Apparently this film polarizes people. I can see why. It's probably a love it or hate it experience. No meh. I think I loved it. It's so beautiful. It's so strange too. But it immersed me, even absorbed me at times. I can't recall a film that was such an intrapersonal experience for me. The film is so...fraught.
Maybe it was timing but I couldn't stop thinking about my deceased father, my childhood, my personal struggle to be a good father. Moreover, I couldn't stop thinking about my own combination of grace and nature, the concepts on which the film seems hinged. In Mrs. O'Brien's words:
"The nuns taught us there were two ways through life--the way of nature and the way of grace. You have to choose which one you'll follow. Grace doesn't try to please itself. Accepts being slighted, forgotten, disliked. Accepts insults and injuries. Nature only wants to please itself. Get others to please it too. Likes to lord it over them. To have its own way. It finds reasons to be unhappy when all the world is shining around it. And love smiling through all things."

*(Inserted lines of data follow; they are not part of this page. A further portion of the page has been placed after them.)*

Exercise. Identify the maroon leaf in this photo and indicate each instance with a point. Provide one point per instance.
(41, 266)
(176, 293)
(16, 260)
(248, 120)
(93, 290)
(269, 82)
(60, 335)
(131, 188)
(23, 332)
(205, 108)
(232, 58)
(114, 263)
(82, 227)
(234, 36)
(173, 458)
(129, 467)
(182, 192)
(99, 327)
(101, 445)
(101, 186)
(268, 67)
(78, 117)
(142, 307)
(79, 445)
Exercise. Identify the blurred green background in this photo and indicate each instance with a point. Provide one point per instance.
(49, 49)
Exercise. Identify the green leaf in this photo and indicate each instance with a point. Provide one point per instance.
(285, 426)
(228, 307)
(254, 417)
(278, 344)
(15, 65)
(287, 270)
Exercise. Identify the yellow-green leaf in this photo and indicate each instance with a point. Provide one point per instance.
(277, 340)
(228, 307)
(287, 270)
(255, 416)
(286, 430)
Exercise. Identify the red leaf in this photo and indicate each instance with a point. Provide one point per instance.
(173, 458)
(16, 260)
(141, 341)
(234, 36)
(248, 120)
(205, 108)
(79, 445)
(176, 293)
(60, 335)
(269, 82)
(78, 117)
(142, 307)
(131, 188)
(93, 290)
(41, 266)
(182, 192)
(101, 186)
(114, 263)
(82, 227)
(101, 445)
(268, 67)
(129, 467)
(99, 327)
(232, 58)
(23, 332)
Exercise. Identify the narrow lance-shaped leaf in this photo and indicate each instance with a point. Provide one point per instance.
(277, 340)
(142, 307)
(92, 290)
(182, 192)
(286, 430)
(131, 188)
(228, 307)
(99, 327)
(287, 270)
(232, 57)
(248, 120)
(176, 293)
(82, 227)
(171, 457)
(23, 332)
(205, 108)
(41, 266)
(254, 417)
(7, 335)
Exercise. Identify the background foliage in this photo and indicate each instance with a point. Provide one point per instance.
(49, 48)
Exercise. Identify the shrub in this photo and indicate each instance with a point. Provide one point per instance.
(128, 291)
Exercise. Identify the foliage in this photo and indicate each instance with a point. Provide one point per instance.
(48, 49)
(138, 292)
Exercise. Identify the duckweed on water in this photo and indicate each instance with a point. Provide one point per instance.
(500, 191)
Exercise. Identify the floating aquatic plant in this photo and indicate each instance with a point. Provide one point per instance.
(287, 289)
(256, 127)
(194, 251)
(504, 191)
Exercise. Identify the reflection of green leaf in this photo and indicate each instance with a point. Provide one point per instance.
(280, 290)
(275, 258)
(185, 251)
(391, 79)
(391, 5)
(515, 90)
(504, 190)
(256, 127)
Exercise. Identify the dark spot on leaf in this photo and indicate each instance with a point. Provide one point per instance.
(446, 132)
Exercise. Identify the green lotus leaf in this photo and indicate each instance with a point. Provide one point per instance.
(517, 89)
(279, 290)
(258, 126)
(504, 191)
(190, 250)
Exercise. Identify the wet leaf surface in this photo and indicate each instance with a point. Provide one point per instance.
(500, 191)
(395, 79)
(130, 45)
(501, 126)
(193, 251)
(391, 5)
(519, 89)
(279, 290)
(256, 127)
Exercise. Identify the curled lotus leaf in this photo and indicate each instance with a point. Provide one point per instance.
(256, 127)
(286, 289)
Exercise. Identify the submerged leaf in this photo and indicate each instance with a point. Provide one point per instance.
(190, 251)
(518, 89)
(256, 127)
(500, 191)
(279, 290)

There were several scenes and one recurring image that captured me. First the image: water. Water uncontained and water contained, such as early in the film when Mr. O'Brien kinks the water-hose. In one scene, a dining room chair seems to move on its own. In another scene Mr. O'Brien does repairs underneath a car so very precariously perched on a jack while his son stalks back and forth. That silent scene terrified me. So did the scene where Jack's mother ministers to the criminals. And I still wonder what was going on in the attic?
There's also a tender scene where one brother kisses his kid brother's arm seeking forgiveness for cruelty. His brother wipes his saliva away. He kisses his arm again. Again, it's wiped away.
For me, this scene represents the film's clearest meaning. Humanity. Our inhumanity. Our isolation. Our inter-connectness. And the timeless wayward sad line we all walk in life between tenderness and ruthlessness.